As we wind down our stay in Cape Town, we’re visiting teachers in the schools and working with them individually to try to take the next steps after the workshops. I haven’t really blogged much about the actual workshops. We started with five days of sessions for teachers at Liwa Primary School in the Phillipi township. The teachers represented 20 different schools, with at least two teachers from each school.
A big emphasis was on moving away from basic instruction on using the tools in favor of more help with planning and integration. We started with the basics — why would anyone want to use technology in education? What are the barriers to effective technology use in schools? Starting with these questions, acknowledging some of the challenges, and focusing on the “why bother” aspects of technology in education helped set the tone for the week. The teachers also took a skills assessment on that first day to see where their technology strengths and weaknesses are.
Throughout the week, the emphasis was on technology integration. What does effective technology integration look like? Too often, we use technology to “automate” something without adding any real value. If there’s no clear benefit for using the technology, we can all save ourselves a lot of time by sticking to the traditional methods. We also addressed unit and lesson planning for technology. What do we need to do to prepare for an effective lesson using technology? Since computers are very scarce, the need for preparation work in the classroom was addressed. If students outline and storyboard and plan ahead, they can make the most of the valuable computer time.
With the notorious unpredictability of the technology resources, it’s critical that teachers do contingency planning. What if things don’t go the way we hope they will? How do we manage to meet our instructional objectives despite technology shortcomings? It’s clear that these teachers have a much higher tolerance for technology problems than the teachers I work with back home. It’s common for the Internet access to not work, or a printer to be broken. We discussed a lot of strategies for working around these challenges, and we ended up modeling a lot of them throughout the course of the workshops.
About halfway through the week, we changed the focus to more hands-on work with the tools. We were getting feedback from the teachers about their expectations and impressions about how things were going, and they needed more time to work with the tools. We taught the office productivity suite, but with an emphasis on student use of the tools, and effective instructional integration for them. We wanted to avoid teaching them to use Powerpoint solely as a means for lecturing in class, for example. Instead, we emphasized how students could use the tool for digital storytelling, or to create presentations for the class.

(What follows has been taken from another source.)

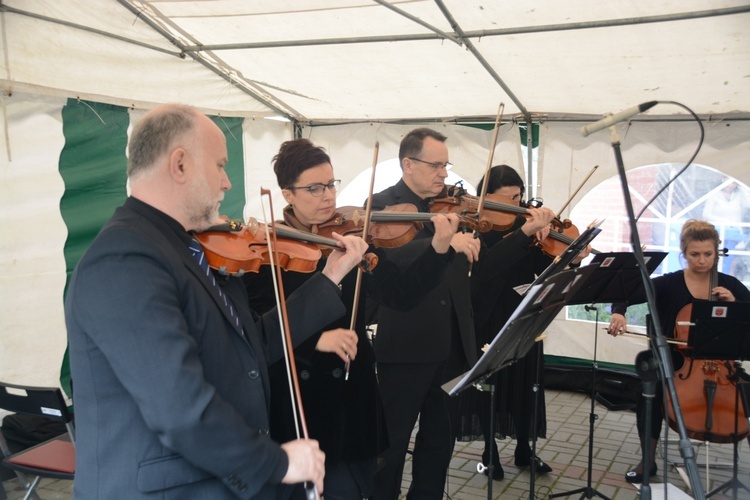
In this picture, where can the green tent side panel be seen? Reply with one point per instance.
(234, 199)
(92, 165)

Meanwhile, interactive whiteboards are a hot topic. Many schools have a couple boards, but the teachers haven’t had a lot of help in learning how to use them. Fortunately, we have two team members who use them extensively, and they facilitated several sessions focusing on the “interactive” component of the boards. The goal, again, is to get students involved in the process, and not just use it as a presentation tool.
In the second week, we spent one day at a principals’ boot camp organized by Edunova. With that group, we focused on technology committees and technology planning. It’s important to get input from all of the stakeholders, and to not let a single group (teachers, school leaders, community members, etc.) take over. We also spent time on prioritizing needs and creating action plans for achieving them.
For the next four days, we had a workshop for Edunova and Khanya facilitators. These are people who work for government and non-government agencies. They provide support for technology use in the schools, though their roles are very different. Khanya oversees implementation of technology projects, while Edunova provides most of the day-to-day support. Khanya is also a much larger organization, responsible for educational technology in the entire province. Edunova works in 20 schools in the black townships, providing support and working with teachers.
With this group, we focused on technology support from the perspective of helping teachers integrate technology. Some of the topics were similar to the first week, but with a twist. In the technology planning area, for example, these people would likely take leadership or advisory roles. They still need to be familiar with the process, with the added responsibility of being able to lead the sessions as well. On the tool side, we spent some time on social networking tools, Google Docs, and tools for building learning networks. Some of these aren’t really practical for the teachers yet — the security settings, bandwidth issues, and software versions prohibit their practical use. But with this group, it’s more achievable. They typically don’t use school computers, so they don’t necessarily have the same imposed limitations. They also have the capacity to improve the situation in the labs. If they buy into the promise of these tools, they have the ability to make their use practical in the schools.
So far, all of the workshops have been really well received. The teachers, principals, and facilitators all found them to be very valuable experiences. I was very impressed at the skills of my team mates, all of whom are incredible professionals. This week, we’re following up with the teachers in some of the schools to work on sustainability and take the next steps toward integration.